Uma cientista tratou o próprio câncer com vírus criado em laboratório
Beata Halassy injetou vírus do sarampo e da estomatite vesicular em si mesma, reduzindo substancialmente seu reincidente tumor na mama. No entanto, a prática é considerada antiética na ciência.
Quando a cientista Beata Halassy descobriu seu câncer de mama aos 49 anos, em 2020, o diagnóstico não era novidade. Era a segunda vez que o tumor retornava no local de onde sua mama esquerda havia sido retirada, e as opções de tratamento eram limitadas. A virologista da Universidade de Zagrebe, na Croácia, resolveu que trataria seu câncer de nível 3 com as próprias mãos. Spoiler: já faz quatro anos que a cientista não tem câncer.
Ela estudou a literatura científica e escolheu aplicar em si mesma um tratamento chamado viroterapia oncolítica (OVT). Esse tratamento utiliza vírus para atacar as células cancerosas, com a intenção de que o sistema imunológico seja ativado para combater tanto o câncer quanto os vírus.
É uma área de pesquisa em tratamentos oncológicos emergente, e não existe nenhum agente de OVT aprovado para tratar câncer de mama, em nenhum lugar do mundo. Isso não impediu Halassy: ela afirma que sua experiência no cultivo e purificação de vírus em laboratório lhe deu a confiança necessária para os testes.
Halassy montou uma estratégia em que dois vírus diferentes atacaram o seu tumor: um vírus do sarampo seguido por um vírus da estomatite vesicular (VSV).
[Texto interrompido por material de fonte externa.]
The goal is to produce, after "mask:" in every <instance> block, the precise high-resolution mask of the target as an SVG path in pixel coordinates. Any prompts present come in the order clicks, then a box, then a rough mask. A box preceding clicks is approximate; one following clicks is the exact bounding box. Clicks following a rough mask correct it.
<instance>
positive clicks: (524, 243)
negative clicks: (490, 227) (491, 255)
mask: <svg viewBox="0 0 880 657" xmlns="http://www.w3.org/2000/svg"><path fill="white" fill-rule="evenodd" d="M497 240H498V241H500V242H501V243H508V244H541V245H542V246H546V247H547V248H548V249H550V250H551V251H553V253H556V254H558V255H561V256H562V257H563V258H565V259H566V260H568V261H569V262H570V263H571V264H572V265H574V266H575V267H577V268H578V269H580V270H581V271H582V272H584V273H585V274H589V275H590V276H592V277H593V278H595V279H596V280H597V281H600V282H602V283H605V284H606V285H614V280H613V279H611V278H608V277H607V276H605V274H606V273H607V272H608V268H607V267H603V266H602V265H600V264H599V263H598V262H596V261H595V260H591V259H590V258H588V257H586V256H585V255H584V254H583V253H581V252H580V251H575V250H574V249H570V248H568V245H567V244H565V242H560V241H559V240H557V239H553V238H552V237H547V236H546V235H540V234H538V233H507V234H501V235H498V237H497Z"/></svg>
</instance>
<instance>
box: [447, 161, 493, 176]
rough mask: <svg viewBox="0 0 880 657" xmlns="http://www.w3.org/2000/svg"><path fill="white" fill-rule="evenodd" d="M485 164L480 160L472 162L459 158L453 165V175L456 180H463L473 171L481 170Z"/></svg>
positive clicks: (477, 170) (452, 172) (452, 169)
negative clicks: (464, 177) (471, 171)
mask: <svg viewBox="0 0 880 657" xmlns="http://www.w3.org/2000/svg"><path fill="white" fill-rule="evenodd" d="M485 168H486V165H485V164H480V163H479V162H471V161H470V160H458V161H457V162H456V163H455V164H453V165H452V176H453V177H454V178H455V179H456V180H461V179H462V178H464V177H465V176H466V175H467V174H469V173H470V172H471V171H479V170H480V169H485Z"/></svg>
Ambos já eram conhecidos por infectar o tipo de célula que originou o tumor e já haviam sido usados em testes clínicos de OVT.
A pesquisadora tinha experiência anterior de trabalho com ambos os vírus, que são bastante estudados e considerados seguros. A cepa de sarampo que ela escolheu é amplamente usada em vacinas infantis; e a cepa de VSV induz, na pior das hipóteses, sintomas leves semelhantes aos da gripe.
Durante dois meses, um colega de Halassy injetou os materiais preparados pela cientista diretamente em seu tumor. “Os oncologistas de Halassy concordaram em monitorar o progresso do tratamento, principalmente com o objetivo de interromper as injeções e intervir com a terapia convencional em caso de efeitos adversos ou progressão do tumor [o que não ocorreu]”, escreveram os autores do artigo sobre o caso.
Sem apresentar efeitos colaterais graves, o tumor encolheu e ficou mais macio. Ele também se soltou do músculo e da pele, o que facilitou a remoção cirúrgica.
Depois da cirurgia, ela recebeu um ano de tratamento com trastuzumabe, um medicamento comum para esses casos.
Embora tenha sido comum no passado, a auto experimentação é hoje muito controversa e considerada antiética pela ciência. O artigo que descreve os experimentos e resultados de Halassy foi recusado por mais de uma dúzia de revistas científicas antes de ser publicado na revista Vaccines.
As revistas se preocupam com a publicação desse tipo de estudo, porque temem que os resultados possam incentivar outras pessoas a rejeitarem o tratamento tradicional e tentarem algo semelhante. Mas o fato dos resultados terem sido aparentemente positivos para uma pessoa não é nem perto do suficiente para atestar a segurança e a eficácia de um tratamento.
Os autores destacam que o trabalho é “isolado e não convencional” e que a automedicação com vírus oncolíticos não deve ser a primeira abordagem para lidar com o câncer diagnosticado. Entretanto, eles esperam que a pesquisa incentive “ensaios clínicos formais para avaliar o OVT como terapia neoadjuvante no câncer inicial.”
Halassy deve continuar pesquisando nesse sentido: depois da publicação dos resultados, ela conseguiu financiamento para investigar a OVT para tratar o câncer em animais domésticos. “O foco do meu laboratório mudou completamente por causa da experiência positiva com meu autotratamento”, disse ela à revista Nature.